The royal wedding was sugar-coated propaganda designed to prop up the ruling class at the expense of the masses, writes John Passant.

OK, put your hands up if you watched it. Go on, don’t be shy. Let the world know.

Now, to be fair, the game itself wasn’t as bad as I feared. As a long-time Collingwood supporter, I thought they played well. And I switched over to the rugby league, my first love, to watch Manly against the Storm when it came on.

Oh, did you think I meant the wedding of Harry and Meghan? It just shows how dominant their wedding has been in the media in Australia that I only had to refer to it as an "it" and many of you assumed their wedding was what I meant.

Yet most Australians were uninterested in the event.

Here’s what an ABC Radio News straw poll found:

Will this weekend's Royal Wedding take the TV crown as the most popular ever?

what... there's another Royal Wedding?






hard to top Charles and Diana's union in 1981



However, it is consistent with results of a YouGov poll which showed that two-thirds of Britons were not interested in the royal wedding.  On this basis I think we can safely assume the figure in Australia is higher.

Yet other than Channel 10, all the major free to air TV stations in Australia, including the publicly funded SBS and "our" ABC, covered the wedding. They abandoned the restrained toadyism they normally reserve for our conservative politicians. Instead they unleashed unrestrained fawning in great gushes of garbage and titanic tales of tittle tattle. Why did the media indulge in this orgy of oligarchical onanism and why do some of us, including workers, seemingly love it?

Australia is far removed from the UK geographically.

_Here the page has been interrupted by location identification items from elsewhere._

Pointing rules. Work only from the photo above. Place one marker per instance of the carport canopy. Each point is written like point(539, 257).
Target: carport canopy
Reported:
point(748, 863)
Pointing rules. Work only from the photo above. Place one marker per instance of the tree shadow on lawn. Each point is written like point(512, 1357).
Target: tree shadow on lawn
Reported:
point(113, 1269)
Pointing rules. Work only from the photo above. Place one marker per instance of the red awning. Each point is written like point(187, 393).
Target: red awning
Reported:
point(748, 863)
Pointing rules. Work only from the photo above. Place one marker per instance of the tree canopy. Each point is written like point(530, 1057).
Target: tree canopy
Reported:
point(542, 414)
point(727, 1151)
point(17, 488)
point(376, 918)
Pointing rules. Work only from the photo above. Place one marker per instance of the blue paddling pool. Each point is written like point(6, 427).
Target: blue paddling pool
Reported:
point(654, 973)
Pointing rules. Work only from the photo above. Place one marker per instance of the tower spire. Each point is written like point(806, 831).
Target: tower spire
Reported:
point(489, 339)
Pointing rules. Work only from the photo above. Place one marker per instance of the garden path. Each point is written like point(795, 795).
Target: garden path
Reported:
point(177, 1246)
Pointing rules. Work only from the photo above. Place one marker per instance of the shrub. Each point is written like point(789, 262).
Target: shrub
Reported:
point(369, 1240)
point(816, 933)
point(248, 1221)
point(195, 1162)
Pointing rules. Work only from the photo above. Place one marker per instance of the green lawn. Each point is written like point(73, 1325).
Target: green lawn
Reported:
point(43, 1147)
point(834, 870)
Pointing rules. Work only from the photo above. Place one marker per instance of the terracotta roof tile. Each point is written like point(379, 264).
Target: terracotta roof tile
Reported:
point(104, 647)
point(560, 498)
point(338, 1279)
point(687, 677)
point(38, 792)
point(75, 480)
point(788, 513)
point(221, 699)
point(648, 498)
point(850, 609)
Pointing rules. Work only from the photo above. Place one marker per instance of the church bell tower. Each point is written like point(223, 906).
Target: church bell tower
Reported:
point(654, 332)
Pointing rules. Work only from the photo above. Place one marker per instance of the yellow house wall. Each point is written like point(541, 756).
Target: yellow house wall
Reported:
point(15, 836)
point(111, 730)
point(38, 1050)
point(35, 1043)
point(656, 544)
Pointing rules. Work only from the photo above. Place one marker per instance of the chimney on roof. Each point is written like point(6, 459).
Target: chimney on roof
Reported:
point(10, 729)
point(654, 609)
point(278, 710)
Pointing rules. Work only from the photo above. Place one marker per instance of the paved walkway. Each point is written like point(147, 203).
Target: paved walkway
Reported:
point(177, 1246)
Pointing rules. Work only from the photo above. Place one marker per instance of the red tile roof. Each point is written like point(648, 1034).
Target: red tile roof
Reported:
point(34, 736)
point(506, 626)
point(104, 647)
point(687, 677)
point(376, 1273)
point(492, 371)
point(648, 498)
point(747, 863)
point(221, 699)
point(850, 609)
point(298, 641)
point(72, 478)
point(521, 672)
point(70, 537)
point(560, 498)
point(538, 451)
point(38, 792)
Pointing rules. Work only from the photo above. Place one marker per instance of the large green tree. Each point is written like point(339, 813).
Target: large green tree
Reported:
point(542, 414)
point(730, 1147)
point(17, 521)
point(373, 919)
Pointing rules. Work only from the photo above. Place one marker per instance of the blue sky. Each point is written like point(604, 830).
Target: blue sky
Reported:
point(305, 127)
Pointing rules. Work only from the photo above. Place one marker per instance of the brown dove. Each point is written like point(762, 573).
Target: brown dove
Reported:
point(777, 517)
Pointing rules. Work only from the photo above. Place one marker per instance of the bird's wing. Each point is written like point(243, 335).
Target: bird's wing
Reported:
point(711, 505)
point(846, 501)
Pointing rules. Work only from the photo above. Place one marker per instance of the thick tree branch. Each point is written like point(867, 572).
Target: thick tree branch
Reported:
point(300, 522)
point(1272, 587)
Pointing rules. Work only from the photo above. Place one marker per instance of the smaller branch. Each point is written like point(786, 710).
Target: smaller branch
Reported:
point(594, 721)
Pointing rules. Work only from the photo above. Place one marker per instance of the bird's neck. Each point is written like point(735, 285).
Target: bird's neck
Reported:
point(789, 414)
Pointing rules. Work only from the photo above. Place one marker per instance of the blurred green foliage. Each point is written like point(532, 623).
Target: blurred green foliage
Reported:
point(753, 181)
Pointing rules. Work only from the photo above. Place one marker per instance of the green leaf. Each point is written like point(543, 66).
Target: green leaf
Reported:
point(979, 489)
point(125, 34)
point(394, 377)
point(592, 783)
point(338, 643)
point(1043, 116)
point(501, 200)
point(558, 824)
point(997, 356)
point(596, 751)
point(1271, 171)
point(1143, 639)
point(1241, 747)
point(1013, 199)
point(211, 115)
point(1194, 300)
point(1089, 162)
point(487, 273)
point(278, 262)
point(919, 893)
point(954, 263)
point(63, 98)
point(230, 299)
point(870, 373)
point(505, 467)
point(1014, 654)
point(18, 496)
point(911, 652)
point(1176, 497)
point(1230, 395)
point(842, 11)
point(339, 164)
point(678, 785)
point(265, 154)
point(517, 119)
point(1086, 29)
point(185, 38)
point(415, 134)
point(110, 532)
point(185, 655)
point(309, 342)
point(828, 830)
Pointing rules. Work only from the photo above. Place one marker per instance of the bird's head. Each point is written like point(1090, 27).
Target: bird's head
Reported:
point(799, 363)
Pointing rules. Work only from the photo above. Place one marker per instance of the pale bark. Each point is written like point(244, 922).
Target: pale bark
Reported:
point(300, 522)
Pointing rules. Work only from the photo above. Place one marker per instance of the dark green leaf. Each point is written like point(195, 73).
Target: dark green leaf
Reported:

Ah, but it was the British who set up the police state here in 1788. That police state was established and grew on the back of the genocide of Aboriginal and Torres Strait Islander peoples into a thriving capitalist system by the mid-1800s, bolstered by gold, wool and wheat, all dependent on stealing land to begin.

Like many colonial settler states, the Australian ruling class owed its existence and survival to the British ruling class — and, of course, to the workers in Australia producing the profits they lived on. It is one of the reasons why the vast majority of that class for about 160 years of its existence regarded itself as British.

This began to change with the decline of the British Empire and the rise of a new dominant imperialist power after World War II, the United States. Australia saw its imperialist interests best defended by closer ties with America. On top of this, over time, Britain turned to Europe and Australia turned to free trade.

This made ties for our ruling class with the UK less and less a priority. However, as Marx argues, ‘the tradition of all dead generations weighs like a nightmare on the brains of the living’. Our Constitutional and Parliamentary institutions reflect that nightmare, where the past is the present, but is divorced from the lived reality for most workers and bosses in Australia.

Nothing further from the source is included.